Roasted Brussels Sprouts with Pecans

Making brussels sprouts on a weekly basis in the winter has led to some innovation. My commitment to these tiny green cabbages has allowed me to perfect their preparation. The sprouts I served for Thanksgiving dinner were by far the best I have ever made! I was never a believer in roasting bacon in the oven but I have started doing it with this recipe. I don’t think it is any different from frying and it does save you some time caring for bacon on the stove. Roasting truly brings out the best flavor in these brussels and allows the most even cooking. This is another vegetable dish with simple ingredients where the fabulous flavor is in the choux de Bruxelles.



During my recent visit to Asheville I went to a bunch of breweries. It was fantastic! I was honestly losing faith in craft beer for some time. It seems that everything is starting to taste the same – super hoppy. The breweries of Asheville have renewed my excitement! I brought home a growler of Catawba Brewing Hyper Monkey Java Stout and was sad to drink the last drop. I have always loved coffee inspired beers – since my first taste of Mccoy’s Broadway Porter in KC. I love getting some caffeine with my etoh; especially when it’s not in the form of the obligatory redbull vodka.
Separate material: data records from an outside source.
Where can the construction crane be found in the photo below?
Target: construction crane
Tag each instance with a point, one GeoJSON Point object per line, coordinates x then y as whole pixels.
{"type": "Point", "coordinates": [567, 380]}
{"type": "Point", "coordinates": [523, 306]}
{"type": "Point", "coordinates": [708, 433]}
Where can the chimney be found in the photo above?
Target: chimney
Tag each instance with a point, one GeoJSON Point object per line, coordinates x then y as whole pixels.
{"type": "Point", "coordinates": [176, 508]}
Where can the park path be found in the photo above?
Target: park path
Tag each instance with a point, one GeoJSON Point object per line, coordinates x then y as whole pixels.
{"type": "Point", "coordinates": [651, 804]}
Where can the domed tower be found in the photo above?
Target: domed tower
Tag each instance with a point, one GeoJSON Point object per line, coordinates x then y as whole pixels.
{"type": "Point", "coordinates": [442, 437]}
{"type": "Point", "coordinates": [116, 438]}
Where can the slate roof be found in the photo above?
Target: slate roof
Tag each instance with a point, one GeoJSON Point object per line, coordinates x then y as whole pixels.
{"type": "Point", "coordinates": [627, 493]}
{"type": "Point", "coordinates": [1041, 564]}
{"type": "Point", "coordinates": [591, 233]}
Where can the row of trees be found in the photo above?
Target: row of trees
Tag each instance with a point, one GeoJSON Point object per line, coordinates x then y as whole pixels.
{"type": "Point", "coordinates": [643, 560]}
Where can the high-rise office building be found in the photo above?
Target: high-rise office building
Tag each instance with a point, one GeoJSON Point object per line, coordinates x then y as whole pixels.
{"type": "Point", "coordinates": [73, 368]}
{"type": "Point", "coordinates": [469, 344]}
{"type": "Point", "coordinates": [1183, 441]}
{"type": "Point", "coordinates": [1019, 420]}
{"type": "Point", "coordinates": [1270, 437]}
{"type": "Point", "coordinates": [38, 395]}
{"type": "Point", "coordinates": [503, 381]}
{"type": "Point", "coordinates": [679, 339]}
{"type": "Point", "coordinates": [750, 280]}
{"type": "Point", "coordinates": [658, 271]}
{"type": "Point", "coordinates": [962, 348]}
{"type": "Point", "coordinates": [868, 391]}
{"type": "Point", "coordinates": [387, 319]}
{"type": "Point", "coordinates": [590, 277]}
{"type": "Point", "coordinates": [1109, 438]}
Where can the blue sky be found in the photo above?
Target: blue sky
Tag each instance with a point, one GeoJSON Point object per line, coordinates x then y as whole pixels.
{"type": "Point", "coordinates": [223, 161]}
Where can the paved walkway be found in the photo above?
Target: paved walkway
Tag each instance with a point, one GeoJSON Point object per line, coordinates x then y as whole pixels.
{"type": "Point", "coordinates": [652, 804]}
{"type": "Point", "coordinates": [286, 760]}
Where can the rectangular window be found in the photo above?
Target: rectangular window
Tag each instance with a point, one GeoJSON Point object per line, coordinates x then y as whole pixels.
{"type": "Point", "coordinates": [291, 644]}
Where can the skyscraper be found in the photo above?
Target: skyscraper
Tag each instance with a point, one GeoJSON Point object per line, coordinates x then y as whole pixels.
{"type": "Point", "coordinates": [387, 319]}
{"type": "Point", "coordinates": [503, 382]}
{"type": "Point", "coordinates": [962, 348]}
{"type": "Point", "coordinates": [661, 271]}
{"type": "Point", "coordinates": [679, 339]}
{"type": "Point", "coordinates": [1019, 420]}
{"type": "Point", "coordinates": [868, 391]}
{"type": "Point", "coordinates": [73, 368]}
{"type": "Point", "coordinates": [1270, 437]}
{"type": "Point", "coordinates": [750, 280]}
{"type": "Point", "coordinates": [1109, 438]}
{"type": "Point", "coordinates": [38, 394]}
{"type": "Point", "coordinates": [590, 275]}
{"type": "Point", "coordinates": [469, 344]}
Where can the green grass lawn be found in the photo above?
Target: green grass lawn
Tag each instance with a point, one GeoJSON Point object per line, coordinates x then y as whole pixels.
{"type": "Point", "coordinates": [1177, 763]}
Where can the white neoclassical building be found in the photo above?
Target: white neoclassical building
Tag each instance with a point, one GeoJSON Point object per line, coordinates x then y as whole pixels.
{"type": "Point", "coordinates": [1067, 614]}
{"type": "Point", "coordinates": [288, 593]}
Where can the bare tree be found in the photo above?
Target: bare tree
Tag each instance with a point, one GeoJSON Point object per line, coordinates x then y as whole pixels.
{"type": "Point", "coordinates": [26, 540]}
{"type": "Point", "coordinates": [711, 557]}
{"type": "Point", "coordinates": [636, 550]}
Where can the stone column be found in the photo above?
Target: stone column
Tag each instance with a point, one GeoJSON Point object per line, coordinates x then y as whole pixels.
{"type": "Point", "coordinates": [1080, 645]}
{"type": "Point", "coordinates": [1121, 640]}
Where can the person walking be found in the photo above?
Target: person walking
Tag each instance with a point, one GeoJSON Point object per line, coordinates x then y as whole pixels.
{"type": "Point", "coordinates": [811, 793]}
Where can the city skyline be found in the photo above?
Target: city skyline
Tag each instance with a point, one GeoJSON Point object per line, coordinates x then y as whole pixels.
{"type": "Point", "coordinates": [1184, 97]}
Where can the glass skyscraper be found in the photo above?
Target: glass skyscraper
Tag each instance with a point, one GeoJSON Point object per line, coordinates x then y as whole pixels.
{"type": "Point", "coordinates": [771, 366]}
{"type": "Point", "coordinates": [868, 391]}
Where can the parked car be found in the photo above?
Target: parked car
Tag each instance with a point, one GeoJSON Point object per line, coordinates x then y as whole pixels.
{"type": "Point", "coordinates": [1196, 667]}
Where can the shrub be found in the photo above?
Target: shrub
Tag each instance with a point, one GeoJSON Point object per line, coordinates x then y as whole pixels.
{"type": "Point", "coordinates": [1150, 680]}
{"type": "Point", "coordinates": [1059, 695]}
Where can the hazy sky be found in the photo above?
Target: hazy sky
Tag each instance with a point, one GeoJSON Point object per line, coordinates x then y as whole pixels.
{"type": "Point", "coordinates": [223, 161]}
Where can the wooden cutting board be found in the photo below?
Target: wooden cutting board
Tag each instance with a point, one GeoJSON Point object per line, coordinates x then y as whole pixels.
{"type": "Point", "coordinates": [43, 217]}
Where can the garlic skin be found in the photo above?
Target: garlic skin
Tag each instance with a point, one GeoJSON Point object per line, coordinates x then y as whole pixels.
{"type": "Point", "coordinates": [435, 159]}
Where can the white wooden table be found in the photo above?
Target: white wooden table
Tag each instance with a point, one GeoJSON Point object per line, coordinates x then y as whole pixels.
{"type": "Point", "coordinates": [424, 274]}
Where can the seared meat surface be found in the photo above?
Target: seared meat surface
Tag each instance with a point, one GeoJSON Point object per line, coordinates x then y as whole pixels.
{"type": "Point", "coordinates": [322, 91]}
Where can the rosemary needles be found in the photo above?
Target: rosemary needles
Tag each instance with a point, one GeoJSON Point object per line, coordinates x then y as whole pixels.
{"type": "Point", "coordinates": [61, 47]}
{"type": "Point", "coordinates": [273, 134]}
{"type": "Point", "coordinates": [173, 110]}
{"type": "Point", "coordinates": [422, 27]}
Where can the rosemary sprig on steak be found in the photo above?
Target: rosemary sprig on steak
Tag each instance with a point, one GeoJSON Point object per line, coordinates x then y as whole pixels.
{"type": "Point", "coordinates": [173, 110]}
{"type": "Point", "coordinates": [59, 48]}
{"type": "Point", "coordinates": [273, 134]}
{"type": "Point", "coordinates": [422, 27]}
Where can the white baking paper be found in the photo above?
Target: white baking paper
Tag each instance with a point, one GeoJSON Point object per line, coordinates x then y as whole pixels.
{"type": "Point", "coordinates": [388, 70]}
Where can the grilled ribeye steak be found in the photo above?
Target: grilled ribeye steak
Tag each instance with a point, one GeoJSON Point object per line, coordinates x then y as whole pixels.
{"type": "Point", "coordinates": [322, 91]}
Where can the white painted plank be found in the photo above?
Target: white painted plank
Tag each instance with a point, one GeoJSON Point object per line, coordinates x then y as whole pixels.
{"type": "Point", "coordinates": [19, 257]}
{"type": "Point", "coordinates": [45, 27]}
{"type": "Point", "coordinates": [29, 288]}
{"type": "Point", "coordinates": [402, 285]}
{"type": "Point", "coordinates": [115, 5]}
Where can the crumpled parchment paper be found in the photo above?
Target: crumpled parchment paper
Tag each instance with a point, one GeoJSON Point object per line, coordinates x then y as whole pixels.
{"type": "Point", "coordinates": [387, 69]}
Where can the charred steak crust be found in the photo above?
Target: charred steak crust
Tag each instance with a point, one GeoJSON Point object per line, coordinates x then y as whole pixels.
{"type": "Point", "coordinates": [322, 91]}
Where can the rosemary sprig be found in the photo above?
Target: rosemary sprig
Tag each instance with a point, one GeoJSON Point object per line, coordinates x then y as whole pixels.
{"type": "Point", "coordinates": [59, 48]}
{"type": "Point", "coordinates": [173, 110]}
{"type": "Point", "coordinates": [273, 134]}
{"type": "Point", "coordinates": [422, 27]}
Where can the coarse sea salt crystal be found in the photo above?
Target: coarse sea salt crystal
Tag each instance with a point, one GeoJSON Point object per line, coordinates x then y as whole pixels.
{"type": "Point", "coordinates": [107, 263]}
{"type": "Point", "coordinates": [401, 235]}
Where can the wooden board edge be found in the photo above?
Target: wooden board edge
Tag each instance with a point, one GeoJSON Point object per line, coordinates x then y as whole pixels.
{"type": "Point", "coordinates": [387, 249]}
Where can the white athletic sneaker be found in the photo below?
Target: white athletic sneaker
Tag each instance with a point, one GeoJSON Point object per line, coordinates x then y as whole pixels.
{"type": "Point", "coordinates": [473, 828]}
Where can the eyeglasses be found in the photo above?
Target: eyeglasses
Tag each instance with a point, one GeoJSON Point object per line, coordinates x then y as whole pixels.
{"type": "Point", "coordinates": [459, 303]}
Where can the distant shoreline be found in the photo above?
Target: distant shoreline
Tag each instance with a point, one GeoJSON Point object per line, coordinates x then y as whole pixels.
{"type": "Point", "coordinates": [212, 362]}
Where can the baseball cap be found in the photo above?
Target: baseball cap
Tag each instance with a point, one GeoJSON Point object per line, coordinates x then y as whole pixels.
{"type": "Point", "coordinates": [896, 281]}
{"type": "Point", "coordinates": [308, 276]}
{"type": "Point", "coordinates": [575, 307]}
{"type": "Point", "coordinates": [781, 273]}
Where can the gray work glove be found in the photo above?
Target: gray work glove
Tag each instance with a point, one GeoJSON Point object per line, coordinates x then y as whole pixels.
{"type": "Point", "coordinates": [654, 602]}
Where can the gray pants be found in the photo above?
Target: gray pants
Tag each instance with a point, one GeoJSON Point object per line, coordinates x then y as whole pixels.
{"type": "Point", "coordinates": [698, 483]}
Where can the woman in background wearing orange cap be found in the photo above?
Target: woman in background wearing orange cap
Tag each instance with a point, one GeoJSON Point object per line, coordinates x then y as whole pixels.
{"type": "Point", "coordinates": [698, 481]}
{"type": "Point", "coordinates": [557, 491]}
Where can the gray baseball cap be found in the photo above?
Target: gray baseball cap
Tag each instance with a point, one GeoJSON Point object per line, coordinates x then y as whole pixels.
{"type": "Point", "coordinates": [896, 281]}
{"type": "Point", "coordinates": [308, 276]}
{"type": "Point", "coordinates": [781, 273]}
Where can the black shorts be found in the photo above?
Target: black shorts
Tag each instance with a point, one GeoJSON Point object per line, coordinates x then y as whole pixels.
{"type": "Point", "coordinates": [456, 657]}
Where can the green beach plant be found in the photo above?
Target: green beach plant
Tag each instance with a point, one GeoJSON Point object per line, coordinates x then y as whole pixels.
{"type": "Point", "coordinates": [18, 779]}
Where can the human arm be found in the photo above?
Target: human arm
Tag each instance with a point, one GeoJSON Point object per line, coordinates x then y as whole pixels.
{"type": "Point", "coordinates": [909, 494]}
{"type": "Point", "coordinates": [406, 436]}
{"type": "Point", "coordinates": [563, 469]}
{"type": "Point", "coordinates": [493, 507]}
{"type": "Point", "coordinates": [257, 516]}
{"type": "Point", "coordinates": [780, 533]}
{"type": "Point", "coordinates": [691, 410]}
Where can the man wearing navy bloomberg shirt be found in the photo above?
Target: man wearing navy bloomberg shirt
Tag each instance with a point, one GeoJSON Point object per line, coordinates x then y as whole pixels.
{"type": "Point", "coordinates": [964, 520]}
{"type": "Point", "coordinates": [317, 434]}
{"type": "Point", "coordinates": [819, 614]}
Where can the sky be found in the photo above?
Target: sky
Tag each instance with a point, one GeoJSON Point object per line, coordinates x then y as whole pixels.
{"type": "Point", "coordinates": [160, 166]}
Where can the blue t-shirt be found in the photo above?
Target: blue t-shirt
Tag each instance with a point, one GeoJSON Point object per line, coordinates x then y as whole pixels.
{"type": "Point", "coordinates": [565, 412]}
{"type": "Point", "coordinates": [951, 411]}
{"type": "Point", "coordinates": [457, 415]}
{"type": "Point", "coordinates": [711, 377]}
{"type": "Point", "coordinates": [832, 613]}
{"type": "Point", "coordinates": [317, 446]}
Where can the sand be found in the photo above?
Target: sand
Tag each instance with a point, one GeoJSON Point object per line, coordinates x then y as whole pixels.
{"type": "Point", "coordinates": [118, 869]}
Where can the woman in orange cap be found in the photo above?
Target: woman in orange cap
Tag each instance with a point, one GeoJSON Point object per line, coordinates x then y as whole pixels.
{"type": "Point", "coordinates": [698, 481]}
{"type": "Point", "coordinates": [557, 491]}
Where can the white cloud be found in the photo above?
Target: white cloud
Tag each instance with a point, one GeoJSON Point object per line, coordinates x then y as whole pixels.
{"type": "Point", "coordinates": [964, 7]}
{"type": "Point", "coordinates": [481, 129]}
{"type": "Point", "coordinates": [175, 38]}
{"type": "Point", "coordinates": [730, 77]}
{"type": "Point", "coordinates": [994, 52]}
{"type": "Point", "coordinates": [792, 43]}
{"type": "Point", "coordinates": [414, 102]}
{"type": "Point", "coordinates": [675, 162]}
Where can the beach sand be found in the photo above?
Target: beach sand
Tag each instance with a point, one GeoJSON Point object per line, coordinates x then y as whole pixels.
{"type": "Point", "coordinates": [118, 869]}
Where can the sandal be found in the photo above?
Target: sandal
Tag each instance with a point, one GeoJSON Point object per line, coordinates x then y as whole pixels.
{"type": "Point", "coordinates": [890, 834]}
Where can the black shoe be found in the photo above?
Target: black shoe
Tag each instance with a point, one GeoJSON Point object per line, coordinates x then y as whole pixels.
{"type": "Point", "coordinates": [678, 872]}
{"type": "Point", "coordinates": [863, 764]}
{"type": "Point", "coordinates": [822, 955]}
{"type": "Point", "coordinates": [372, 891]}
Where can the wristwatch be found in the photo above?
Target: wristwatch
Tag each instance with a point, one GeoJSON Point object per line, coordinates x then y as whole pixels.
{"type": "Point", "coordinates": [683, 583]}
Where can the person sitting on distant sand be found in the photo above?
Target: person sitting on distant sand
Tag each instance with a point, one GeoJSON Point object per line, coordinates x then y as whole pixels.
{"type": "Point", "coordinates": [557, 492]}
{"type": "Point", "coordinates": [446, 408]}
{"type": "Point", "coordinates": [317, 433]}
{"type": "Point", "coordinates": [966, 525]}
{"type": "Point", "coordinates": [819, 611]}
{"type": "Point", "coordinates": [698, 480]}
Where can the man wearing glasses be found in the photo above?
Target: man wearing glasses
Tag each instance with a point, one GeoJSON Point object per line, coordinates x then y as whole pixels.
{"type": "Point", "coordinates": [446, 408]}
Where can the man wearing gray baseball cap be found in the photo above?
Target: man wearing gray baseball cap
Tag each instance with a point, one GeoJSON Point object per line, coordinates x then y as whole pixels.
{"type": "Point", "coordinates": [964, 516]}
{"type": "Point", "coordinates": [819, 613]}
I drank this Java Stout with my Thanksgiving dinner, where I ate mostly brussels sprouts, and it was insanely good.


Roasted Brussels Sprouts with Pecans

1/2 cup pecans
6 slices bacon
2 lb brussels sprouts – halved, stems and loose outer leaves discarded
3 tbsp EVOO
1 tsp kosher salt
1/2 tsp freshly ground black pepper
2 tbsp balsamic vinegar

Preheat oven to 350 degrees. Line a rimmed baking sheet with foil. Place pecans on foiled baking sheet. Bake for 5 minutes until fragrant. (What them closely!) Chop coarsely.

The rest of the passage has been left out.